When an organization designs a strategy based on personalization, the most important thing is to collect relevant data from customers, such as their preferences, habits and expectations, in order to learn how to meet their needs. This collection is done through all kinds of Internet-connected devices, from smartwatches and smartphones to speakers, home appliances and even medical devices and smart city systems. The data that all these devices collect provides valuable information about users, and this is what has paved the way for a new concept, called the Internet of Behavior (IoB).

The IoB, an extension of the Internet of Things (IoT), connects devices that were not traditionally connected, such as screens or refrigerators, to the Internet and to each other: your smart watch with your cell phone and with the lighting system in your home, for example. It is precisely this interconnection of devices that provides a large amount of data and extremely valuable knowledge about us: the information we seek, how we behave, our interests and preferences, etc. Thanks to IoT and IoB, it is possible to track, collect, combine and interpret massive data generated through the behavior of individuals and their online activities, including social networks and commercial transactions, at the individual level.

More personalized customer experiences

Retail is already using IoT, IoB and edge computing developments to drive many of its initiatives. One example is the “buy online and pick up in store” scheme, whereby we can pick up an order without getting out of the car. How does this work? A smart camera with computer vision applications automatically identifies us from data such as the license plate and the make and color of the vehicle. This speeds up waiting times, increasing the number of customers that can be served, which is very useful, especially at peak times.

Installed inside stores, these same cameras could analyze which products we prefer and, by recognizing us (through patterns of colors and shapes), “alert” a digital sign of our arrival, to present us with advertisements and offers that are relevant to us. Can you imagine, as you walk through your favorite supermarket, digital signs making offers that make particular sense to you?

Solutions like these enrich the customer experience and drive loyalty by creating a fully personalized journey. Thanks to IoB and IoT, smart cars can recognize the need for a vehicle to be serviced, and then initiate a process that includes alerting the driver via the driving screen, while alerting the dealership that one of their customers’ cars requires an appointment, so that the dealership sends a notification directly to the driver’s cell phone about availability.

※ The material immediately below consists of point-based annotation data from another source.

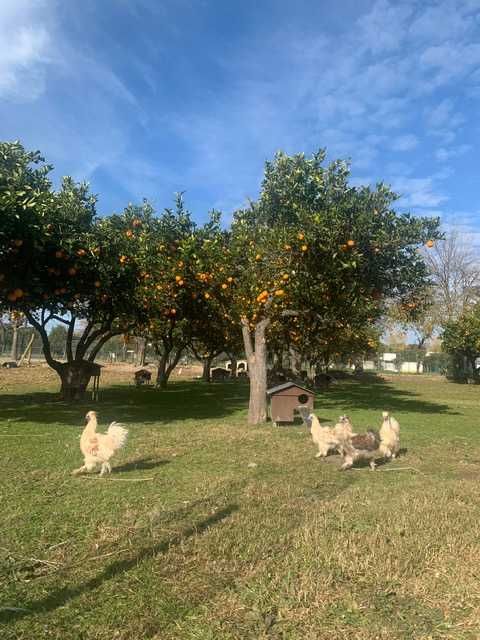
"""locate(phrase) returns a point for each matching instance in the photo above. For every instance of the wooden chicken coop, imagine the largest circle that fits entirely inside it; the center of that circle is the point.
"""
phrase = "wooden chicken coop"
(285, 400)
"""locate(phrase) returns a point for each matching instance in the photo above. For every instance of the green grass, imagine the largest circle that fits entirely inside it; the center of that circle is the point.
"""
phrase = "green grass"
(185, 540)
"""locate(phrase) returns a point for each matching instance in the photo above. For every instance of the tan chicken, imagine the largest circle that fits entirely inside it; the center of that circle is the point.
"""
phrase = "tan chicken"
(98, 448)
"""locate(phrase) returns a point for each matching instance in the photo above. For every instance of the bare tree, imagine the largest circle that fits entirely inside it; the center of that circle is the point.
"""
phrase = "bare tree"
(455, 270)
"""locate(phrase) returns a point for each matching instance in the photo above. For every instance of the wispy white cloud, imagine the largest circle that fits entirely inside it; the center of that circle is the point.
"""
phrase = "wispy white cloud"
(418, 192)
(443, 155)
(26, 48)
(404, 143)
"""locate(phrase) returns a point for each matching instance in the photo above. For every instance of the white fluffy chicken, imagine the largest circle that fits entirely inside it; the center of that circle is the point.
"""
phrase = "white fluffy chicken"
(326, 438)
(389, 436)
(98, 448)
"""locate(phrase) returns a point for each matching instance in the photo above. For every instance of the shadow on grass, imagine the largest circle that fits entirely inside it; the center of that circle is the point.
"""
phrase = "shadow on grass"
(139, 465)
(197, 400)
(124, 403)
(62, 596)
(370, 391)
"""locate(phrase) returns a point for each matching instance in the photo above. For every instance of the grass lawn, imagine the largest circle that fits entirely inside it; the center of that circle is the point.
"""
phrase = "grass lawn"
(209, 529)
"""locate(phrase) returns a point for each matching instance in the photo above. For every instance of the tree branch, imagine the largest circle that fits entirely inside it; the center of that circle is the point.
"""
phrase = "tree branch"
(71, 329)
(94, 352)
(247, 339)
(45, 341)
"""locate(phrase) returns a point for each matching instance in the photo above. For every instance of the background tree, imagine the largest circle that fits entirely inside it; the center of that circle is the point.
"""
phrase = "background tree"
(455, 272)
(59, 262)
(316, 248)
(461, 339)
(57, 338)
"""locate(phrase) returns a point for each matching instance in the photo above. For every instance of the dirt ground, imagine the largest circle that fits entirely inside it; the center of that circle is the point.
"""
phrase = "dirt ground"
(39, 373)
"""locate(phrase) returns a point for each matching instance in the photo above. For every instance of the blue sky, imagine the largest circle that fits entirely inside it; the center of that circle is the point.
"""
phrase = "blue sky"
(144, 98)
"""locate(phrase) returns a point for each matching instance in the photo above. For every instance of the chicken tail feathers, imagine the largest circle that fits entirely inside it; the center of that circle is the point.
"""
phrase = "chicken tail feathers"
(118, 435)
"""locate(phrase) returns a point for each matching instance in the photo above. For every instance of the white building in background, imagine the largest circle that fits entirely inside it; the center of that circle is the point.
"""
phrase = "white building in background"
(387, 362)
(411, 367)
(242, 365)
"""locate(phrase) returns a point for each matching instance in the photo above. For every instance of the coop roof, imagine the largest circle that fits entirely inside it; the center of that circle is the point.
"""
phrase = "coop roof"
(286, 385)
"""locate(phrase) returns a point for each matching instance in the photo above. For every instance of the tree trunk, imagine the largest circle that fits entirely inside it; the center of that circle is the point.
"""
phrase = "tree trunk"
(141, 348)
(75, 377)
(233, 367)
(14, 350)
(162, 378)
(257, 366)
(207, 364)
(295, 360)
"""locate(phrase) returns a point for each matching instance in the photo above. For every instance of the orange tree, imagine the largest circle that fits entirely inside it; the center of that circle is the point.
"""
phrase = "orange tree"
(167, 288)
(185, 289)
(60, 263)
(317, 249)
(461, 339)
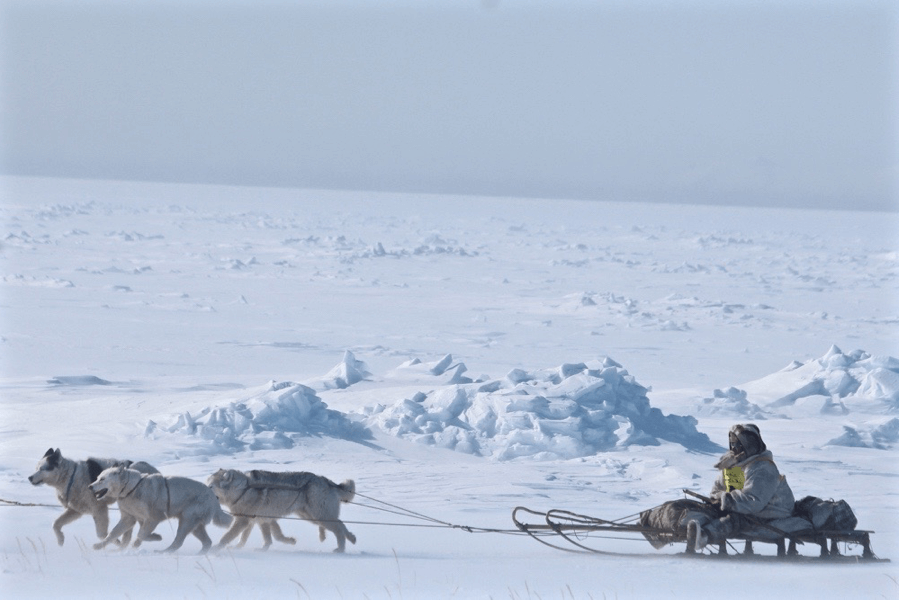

For him, all he has to do is click on the day and time of his choice.

Best of all, there are multiple examples like these because more and more industries are leveraging new technologies to enable this new generation of services. Airlines are creating personalized omnichannel experiences by using artificial intelligence to link customer data (gathered online) with the experience they receive in airport lounges. Through facial recognition, they can prepare their customer service staff with the information they need to serve travelers by greeting them by name, offering them their favorite drink and providing recommendations based on their tastes, based on information from previous visits. This same dynamic can be taken to other environments, such as hotels or hospitals, to optimize the user experience.

The IoB also helps insurers. With the information that a connected vehicle provides (such as braking data, acceleration, miles driven and other factors), insurance companies can improve their decision making in terms of policy generation and coverage, as well as drive changes focused on making drivers and their passengers safer on the roads and highways.

Another example is in crowded events, such as concerts or soccer games, which have the particularity that in the intermission their restrooms and snack stations are filled with people. Using sensors and cameras, it is possible to track footfall and occupancy levels, and display approximate waiting times, thus benefiting both the customer experience and the sale of snacks and beverages.

Data has been important to businesses since the dawn of the Internet, but as you can see it is now much more so. That’s why the IoB is one of the top technology trends for the years to come, ensuring that organizations continue to grow in the context of a new post-pandemic reality and changing economic environments.

The heart of IoB is to understand all kinds of behaviors to improve the customer/user experience, and help companies make more informed decisions and improve the quality of their services.